Peninjauan ini dilakukan setelah peresmian sistem satu arah di jalur Padang–Bukittinggi.
Mahyeldi berkeliling meninjau sejumlah titik pelayanan di BIM. Mulai dari posko arus mudik, area keberangkatan, ruang tunggu, hingga area kedatangan penumpang.
Ia ingin memastikan semua layanan berjalan optimal di tengah peningkatan mobilitas masyarakat.
“Kami ingin memastikan arus mudik berjalan lancar,” tegas Mahyeldi.
Ia menambahkan, meski terjadi peningkatan jumlah penumpang, aktivitas di BIM tetap aman, tertib, dan kondusif.
Mahyeldi mengungkapkan, jumlah kedatangan penumpang mengalami peningkatan sekitar 10 persen.
Untuk mengantisipasi lonjakan tersebut, maskapai telah menambah tujuh penerbangan ekstra setiap hari sejak 17 Maret 2026.
Penambahan penerbangan ini diharapkan dapat mengakomodasi kebutuhan masyarakat yang ingin pulang kampung.
Mahyeldi juga mengingatkan maskapai untuk menjaga stabilitas harga tiket sesuai ketentuan yang berlaku.
“Sejauh ini harga tiket masih normal dan terjangkau,” ujarnya.
Ia berharap kondisi ini terus dipertahankan agar masyarakat dapat mudik dengan nyaman.
Mahyeldi juga meminta seluruh petugas bandara untuk terus meningkatkan kualitas pelayanan.
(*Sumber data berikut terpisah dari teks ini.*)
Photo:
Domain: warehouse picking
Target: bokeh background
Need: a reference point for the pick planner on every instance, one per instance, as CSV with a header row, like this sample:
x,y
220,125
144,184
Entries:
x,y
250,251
Baik dari sisi kenyamanan, keamanan, maupun kemudahan akses.
“Pelayanan yang baik menjadi kunci agar pemudik merasa aman dan nyaman selama perjalanan,” katanya.
Ia menambahkan, peran BIM sebagai gerbang utama Sumatera Barat perlu terus diperkuat. Terutama dalam memberikan layanan yang profesional dan ramah.